The test cases generated by using open-source models like qwen in actual projects can't even compile #187

Open red-velet opened 2 weeks ago

red-velet commented 2 weeks ago

After integrating cover-agent into the business code, many test cases generated by LLMs fail to pass the tests. This issue is so frequent that I want to seek help.
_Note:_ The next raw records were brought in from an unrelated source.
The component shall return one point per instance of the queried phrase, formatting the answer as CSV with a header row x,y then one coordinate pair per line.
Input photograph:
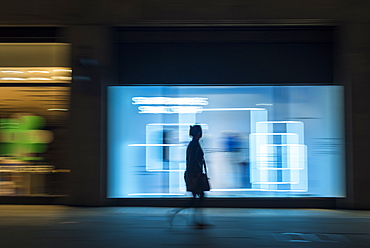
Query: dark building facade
x,y
193,44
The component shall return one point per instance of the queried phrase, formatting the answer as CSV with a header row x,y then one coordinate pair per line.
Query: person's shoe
x,y
202,225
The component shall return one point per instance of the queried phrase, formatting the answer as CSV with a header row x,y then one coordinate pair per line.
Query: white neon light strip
x,y
279,122
273,134
13,78
156,145
169,101
232,109
169,109
284,145
270,168
154,194
276,183
227,190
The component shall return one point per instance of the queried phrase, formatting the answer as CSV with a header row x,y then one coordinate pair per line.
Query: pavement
x,y
35,226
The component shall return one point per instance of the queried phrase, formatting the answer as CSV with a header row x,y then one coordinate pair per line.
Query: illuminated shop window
x,y
34,103
266,141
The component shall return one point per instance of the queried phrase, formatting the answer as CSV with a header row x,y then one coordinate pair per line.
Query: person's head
x,y
195,131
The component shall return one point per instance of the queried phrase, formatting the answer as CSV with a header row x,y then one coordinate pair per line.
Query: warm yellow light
x,y
12,78
38,79
38,71
11,71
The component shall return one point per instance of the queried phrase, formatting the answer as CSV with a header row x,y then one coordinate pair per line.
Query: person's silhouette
x,y
194,169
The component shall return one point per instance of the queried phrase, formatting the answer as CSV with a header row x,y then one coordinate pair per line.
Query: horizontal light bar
x,y
154,194
275,183
267,122
169,110
232,109
58,109
156,145
269,168
274,134
169,101
13,78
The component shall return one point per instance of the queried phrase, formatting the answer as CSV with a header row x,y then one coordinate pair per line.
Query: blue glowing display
x,y
259,141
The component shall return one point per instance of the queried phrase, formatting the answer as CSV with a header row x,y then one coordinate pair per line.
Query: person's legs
x,y
192,202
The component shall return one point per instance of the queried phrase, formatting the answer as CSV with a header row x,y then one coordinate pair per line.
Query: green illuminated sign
x,y
22,138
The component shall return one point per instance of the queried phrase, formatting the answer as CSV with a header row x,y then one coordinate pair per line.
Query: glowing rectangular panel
x,y
265,141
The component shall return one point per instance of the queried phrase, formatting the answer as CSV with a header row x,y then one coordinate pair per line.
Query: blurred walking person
x,y
196,180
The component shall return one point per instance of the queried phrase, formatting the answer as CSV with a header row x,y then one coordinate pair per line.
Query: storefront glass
x,y
34,102
259,141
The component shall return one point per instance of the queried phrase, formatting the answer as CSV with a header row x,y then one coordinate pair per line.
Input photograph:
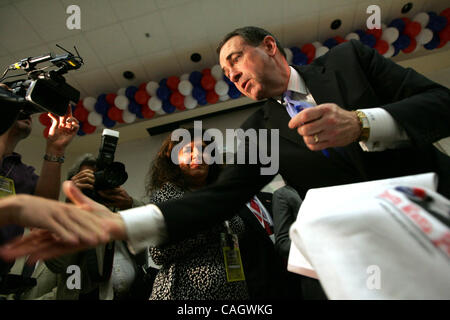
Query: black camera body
x,y
42,91
109,174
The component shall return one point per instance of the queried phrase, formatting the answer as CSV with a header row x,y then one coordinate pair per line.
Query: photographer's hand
x,y
61,132
72,228
84,179
117,198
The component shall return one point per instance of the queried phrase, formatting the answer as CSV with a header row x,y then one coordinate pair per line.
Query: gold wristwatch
x,y
365,127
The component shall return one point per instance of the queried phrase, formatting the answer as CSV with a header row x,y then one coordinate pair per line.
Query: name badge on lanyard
x,y
6,187
232,255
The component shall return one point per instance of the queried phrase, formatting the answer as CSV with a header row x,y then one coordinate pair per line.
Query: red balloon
x,y
444,34
142,86
45,132
212,97
110,98
177,99
442,43
115,113
80,113
411,47
309,50
339,39
87,128
375,32
147,112
412,29
208,82
45,120
381,46
172,83
141,96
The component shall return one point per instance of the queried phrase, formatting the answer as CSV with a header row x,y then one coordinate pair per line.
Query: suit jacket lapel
x,y
322,83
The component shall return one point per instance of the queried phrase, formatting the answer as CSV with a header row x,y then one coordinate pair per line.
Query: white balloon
x,y
184,76
94,118
190,102
128,117
390,52
121,91
151,88
321,51
89,103
390,35
154,103
317,44
425,36
423,18
351,36
216,72
185,87
289,55
121,102
221,87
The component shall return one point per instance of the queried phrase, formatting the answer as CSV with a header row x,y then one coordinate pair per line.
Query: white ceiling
x,y
112,36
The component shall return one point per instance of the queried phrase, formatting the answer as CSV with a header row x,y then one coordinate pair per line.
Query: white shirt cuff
x,y
385,132
145,227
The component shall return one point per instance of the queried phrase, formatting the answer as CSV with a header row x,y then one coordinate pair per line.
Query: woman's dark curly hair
x,y
163,170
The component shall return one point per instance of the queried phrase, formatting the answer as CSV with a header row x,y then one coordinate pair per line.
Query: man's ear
x,y
270,45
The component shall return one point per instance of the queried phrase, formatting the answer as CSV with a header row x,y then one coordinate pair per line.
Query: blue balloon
x,y
434,43
199,93
130,92
233,92
101,106
330,43
168,107
163,93
369,40
399,24
402,42
300,59
107,122
195,78
139,114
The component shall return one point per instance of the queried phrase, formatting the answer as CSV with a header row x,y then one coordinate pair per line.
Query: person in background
x,y
195,268
122,275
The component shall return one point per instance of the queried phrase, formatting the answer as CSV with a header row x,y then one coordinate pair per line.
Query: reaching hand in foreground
x,y
68,227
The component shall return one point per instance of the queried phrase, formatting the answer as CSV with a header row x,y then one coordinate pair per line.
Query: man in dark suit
x,y
350,77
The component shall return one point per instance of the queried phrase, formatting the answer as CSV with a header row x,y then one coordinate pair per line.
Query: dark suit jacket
x,y
265,272
353,76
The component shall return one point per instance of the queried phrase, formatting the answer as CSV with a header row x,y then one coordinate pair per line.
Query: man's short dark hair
x,y
252,36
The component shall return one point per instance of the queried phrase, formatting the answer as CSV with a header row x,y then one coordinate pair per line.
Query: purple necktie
x,y
295,106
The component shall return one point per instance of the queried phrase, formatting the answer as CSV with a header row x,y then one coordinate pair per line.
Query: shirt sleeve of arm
x,y
145,227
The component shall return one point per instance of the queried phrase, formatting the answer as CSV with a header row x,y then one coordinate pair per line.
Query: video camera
x,y
42,91
108,174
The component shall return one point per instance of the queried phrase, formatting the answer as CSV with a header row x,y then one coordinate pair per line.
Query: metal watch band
x,y
53,158
365,127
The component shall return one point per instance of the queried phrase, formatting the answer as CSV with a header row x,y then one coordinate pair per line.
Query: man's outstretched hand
x,y
68,227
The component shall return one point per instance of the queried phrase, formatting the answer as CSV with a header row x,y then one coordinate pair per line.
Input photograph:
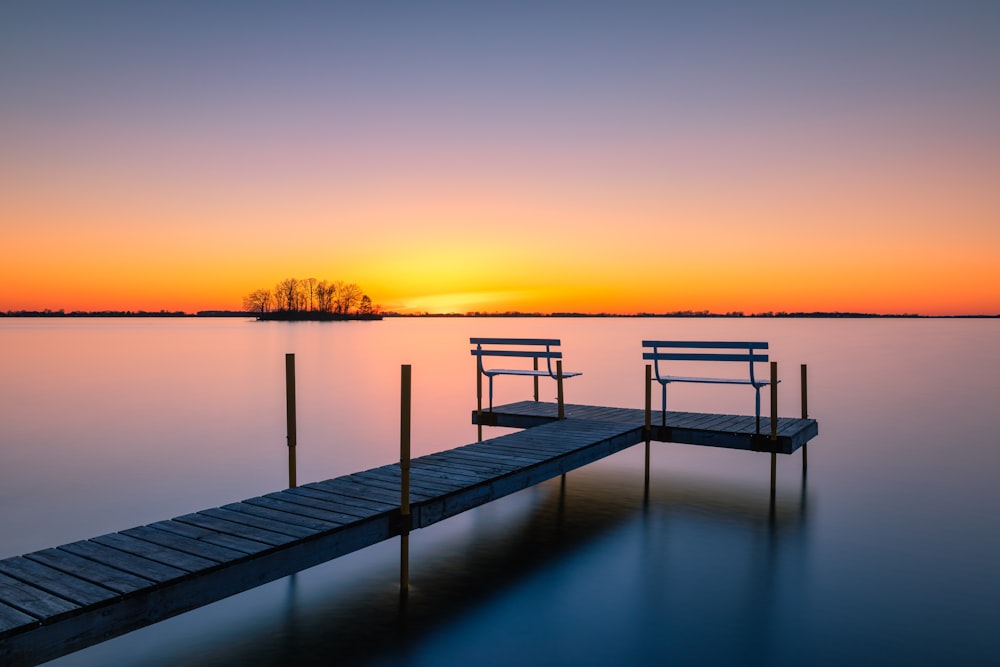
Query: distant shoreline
x,y
313,316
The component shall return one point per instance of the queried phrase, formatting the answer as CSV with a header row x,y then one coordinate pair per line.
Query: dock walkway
x,y
63,599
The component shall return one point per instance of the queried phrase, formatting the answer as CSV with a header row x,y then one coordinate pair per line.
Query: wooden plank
x,y
450,472
390,476
117,580
235,529
28,599
143,567
296,496
155,552
329,518
198,548
367,505
58,583
11,618
374,480
351,488
238,544
254,515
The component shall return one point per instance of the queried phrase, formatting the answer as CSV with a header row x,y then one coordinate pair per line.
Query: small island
x,y
294,300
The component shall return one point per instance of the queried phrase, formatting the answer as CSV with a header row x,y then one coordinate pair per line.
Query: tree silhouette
x,y
292,295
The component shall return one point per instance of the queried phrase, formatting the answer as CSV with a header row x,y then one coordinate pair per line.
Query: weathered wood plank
x,y
103,575
255,515
142,567
209,536
11,618
179,543
317,500
326,516
29,599
349,487
369,506
213,521
155,552
78,591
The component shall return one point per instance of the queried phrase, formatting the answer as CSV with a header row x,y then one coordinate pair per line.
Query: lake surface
x,y
887,551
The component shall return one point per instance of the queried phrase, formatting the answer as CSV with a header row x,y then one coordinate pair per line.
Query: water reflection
x,y
466,577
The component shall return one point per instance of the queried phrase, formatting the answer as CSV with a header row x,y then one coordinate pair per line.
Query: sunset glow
x,y
612,158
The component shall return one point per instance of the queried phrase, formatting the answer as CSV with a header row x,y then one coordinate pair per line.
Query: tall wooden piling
x,y
479,401
404,467
559,394
649,418
290,415
774,400
805,414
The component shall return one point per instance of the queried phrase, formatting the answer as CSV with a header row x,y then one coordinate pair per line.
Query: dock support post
x,y
649,418
404,490
479,403
290,415
774,471
535,378
559,394
774,400
805,415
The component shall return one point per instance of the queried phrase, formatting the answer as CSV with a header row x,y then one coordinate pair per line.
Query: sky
x,y
600,157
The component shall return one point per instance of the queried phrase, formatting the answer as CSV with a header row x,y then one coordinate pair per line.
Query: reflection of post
x,y
404,468
290,415
805,415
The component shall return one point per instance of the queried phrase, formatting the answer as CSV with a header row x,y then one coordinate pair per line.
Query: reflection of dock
x,y
62,599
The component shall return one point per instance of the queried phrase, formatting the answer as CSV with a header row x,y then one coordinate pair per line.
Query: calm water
x,y
887,551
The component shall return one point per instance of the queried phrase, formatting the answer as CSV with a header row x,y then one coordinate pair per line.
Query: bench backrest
x,y
548,353
700,350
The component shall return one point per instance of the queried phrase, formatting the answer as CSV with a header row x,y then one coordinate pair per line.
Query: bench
x,y
749,353
524,348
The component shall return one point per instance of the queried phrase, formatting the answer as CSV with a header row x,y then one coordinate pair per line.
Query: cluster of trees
x,y
293,295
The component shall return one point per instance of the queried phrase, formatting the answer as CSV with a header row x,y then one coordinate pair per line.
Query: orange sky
x,y
612,160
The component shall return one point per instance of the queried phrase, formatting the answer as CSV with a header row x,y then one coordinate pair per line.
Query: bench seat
x,y
520,348
660,352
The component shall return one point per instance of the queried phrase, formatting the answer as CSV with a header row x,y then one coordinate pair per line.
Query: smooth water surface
x,y
886,551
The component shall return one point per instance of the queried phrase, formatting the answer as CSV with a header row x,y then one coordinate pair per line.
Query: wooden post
x,y
562,408
290,415
774,400
649,417
535,364
479,402
805,415
404,490
774,472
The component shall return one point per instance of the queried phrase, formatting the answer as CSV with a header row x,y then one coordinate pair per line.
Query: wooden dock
x,y
63,599
692,428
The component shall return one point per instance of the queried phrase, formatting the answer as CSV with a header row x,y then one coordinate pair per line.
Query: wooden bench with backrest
x,y
660,352
522,348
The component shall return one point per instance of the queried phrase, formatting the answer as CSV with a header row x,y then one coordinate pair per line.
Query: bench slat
x,y
678,378
702,356
520,371
713,344
541,354
514,341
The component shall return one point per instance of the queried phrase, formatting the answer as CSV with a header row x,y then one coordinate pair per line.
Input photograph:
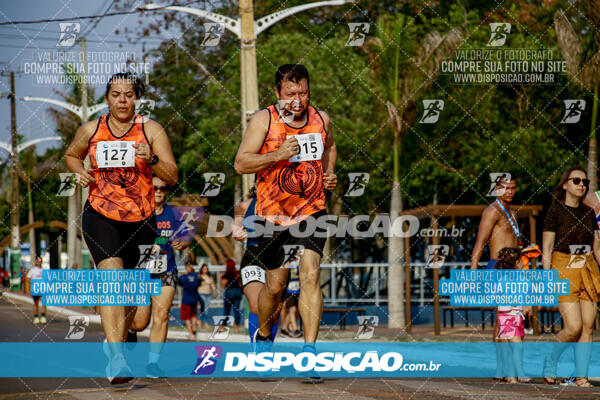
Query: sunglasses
x,y
577,181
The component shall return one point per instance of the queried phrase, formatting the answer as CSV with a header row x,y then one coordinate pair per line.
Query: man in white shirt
x,y
36,273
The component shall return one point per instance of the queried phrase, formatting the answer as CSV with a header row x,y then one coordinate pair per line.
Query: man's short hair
x,y
291,72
The log often displays: "Skipping a generated test that failed": image ,and there are also many failures in the test_result.html: image

The command I executed is as follows:

./cover-agent \
--model "openai/Qwen2-72B-Instruct-GPTQ-Int4" \
--api-base "http://vllm.auto.alibabaev.com/v1" \
--source-file-path "appcompat/src/main/java/micarx/appcompat/app/AlertDialog.java" \
--included-files "test/src/main/java/com/micarx/test/TestActivity.java" "internal/src/main/java/micarx/internal/ReflectionUtils.java" "appcompat/src/main/java/micarx/appcompat/app/DialogAnimController.java" "appcompat/src/main/java/micarx/appcompat/app/DialogAlertController.java" "appcompat/src/main/java/micarx/appcompat/app/KeyBoardTranslation.java" "appcompat/src/main/java/micarx/appcompat/app/AnimationCallBack.java" \
--test-file-path "test/src/test/java/com/micarx/test/segment/AlertDialogTest.java" \
--code-coverage-report-path "test/build/reports/jacoco/jacocoTestReport/jacocoTestReport.csv" \
--test-command "./gradlew clean test jacocoTestReport" \
--test-command-dir $(pwd) \
--coverage-type "jacoco" \
--desired-coverage 90 \
--max-iterations 10

The test coverage report is as follows: I executed this command twice, and it iterated a total of 20 times, but the coverage rate only increased by 10%.

EmbeddedDevops1 commented 2 days ago

@red-velet Thanks for filing the issue. Have you tried this with GPT-4o first just to ensure that everything is working correctly? We haven't seen much success with lower end models so we always encourage users to try GPT-4o (or models of similar capabilities) first.